Fang Hua
Department of Computer and Information Science, University of Massachusetts Dartmouth, Department of Quantitative Health Sciences, University of Massachusetts Medical School, Worcester, MA 01655.
Smart Health (Amst). 2017 Jun;1-2:50-65. doi: 10.1016/j.smhl.2017.04.002. Epub 2017 Apr 27.

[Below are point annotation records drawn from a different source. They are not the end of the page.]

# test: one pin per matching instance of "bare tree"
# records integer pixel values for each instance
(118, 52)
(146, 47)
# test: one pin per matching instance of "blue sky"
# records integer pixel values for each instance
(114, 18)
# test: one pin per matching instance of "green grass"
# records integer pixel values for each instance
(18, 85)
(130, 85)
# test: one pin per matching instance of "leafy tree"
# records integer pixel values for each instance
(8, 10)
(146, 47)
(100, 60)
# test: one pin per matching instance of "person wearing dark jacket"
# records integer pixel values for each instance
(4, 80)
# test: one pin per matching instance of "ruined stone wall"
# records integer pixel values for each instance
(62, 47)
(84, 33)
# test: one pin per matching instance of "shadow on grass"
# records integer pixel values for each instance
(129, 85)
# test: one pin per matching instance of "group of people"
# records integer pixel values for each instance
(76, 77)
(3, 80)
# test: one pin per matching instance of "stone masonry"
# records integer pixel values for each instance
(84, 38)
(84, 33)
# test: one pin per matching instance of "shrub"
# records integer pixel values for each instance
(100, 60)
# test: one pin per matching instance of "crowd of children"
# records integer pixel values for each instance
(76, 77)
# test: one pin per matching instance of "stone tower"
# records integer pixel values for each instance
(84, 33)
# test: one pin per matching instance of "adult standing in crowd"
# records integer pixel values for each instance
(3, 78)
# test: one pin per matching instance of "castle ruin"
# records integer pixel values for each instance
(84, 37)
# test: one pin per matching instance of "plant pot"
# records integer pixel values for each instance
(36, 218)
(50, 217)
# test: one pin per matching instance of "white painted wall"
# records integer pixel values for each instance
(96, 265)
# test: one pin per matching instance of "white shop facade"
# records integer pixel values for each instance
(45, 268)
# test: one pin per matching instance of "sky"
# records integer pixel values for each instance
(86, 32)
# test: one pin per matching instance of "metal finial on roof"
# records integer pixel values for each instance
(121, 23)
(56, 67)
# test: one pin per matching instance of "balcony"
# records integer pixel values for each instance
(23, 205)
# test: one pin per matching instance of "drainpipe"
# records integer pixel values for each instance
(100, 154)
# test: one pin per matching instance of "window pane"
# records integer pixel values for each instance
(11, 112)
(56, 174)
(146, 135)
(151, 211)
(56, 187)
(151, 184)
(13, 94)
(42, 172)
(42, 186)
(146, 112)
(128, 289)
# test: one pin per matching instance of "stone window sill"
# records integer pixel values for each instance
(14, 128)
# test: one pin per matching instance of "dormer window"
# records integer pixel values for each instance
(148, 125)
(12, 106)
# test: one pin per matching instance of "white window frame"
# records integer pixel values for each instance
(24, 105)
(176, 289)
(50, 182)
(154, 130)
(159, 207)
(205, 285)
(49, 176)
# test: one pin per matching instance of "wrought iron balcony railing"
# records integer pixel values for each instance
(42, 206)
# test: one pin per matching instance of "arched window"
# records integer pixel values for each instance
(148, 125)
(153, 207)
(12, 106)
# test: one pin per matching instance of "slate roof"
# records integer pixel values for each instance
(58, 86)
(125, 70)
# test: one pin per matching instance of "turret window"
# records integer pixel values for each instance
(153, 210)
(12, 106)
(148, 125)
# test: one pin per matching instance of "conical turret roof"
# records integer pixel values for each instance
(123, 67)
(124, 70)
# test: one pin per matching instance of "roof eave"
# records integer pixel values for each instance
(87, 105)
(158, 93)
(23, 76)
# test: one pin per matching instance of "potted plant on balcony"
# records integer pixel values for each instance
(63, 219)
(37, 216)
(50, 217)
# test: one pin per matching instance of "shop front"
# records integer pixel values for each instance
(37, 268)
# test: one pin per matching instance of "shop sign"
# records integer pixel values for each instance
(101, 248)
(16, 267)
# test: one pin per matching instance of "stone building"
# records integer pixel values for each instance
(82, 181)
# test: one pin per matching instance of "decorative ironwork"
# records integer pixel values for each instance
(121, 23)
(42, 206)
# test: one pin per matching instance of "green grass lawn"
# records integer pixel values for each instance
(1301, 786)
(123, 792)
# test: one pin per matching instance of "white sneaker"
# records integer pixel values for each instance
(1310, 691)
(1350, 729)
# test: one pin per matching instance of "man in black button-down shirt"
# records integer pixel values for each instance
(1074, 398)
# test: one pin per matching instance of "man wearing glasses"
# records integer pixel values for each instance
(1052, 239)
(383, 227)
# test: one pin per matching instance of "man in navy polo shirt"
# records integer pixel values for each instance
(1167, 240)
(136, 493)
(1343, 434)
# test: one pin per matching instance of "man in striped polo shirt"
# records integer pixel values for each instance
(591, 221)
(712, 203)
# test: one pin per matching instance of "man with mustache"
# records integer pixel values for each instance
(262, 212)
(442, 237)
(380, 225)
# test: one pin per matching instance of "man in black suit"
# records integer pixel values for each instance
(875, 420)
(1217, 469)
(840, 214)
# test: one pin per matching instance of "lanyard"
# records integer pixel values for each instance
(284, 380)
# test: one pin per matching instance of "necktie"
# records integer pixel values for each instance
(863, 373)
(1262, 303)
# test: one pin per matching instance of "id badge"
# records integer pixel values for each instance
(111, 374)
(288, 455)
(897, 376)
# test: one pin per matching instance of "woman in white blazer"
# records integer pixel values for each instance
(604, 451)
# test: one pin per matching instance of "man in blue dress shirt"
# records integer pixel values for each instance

Missing data are common in longitudinal observational and randomized controlled trials in smart health studies. Multiple-imputation based fuzzy clustering is an emerging non-parametric soft computing method, used for either semi-supervised or unsupervised learning. Multiple imputation (MI) has been widely-used in missing data analyses, but has not yet been scrutinized for unsupervised learning methods, although they are important for explaining the heterogeneity of treatment effects. Built upon our previous work on MIfuzzy clustering, this paper introduces the MIFuzzy concepts and performance, theoretically, empirically and numerically demonstrate how MI-based approach can reduce the uncertainty of clustering accuracy in comparison to non- and single-imputation based clustering approach. This paper advances our understanding of the utility and strength of MIFuzzy clustering approach to processing incomplete longitudinal behavioral intervention data.
在智能健康研究的纵向观察性试验和随机对照试验中,缺失数据很常见。基于多重填补的模糊聚类是一种新兴的非参数软计算方法,用于半监督学习或无监督学习。多重填补(MI)已广泛应用于缺失数据分析,但尚未针对无监督学习方法进行仔细研究,尽管这些方法对于解释治疗效果的异质性很重要。基于我们之前关于MI模糊聚类的工作,本文介绍了MI模糊的概念和性能,从理论、实证和数值方面证明了与基于非填补和单一填补的聚类方法相比,基于MI的方法如何能够降低聚类准确性的不确定性。本文加深了我们对MI模糊聚类方法处理不完整纵向行为干预数据的效用和优势的理解。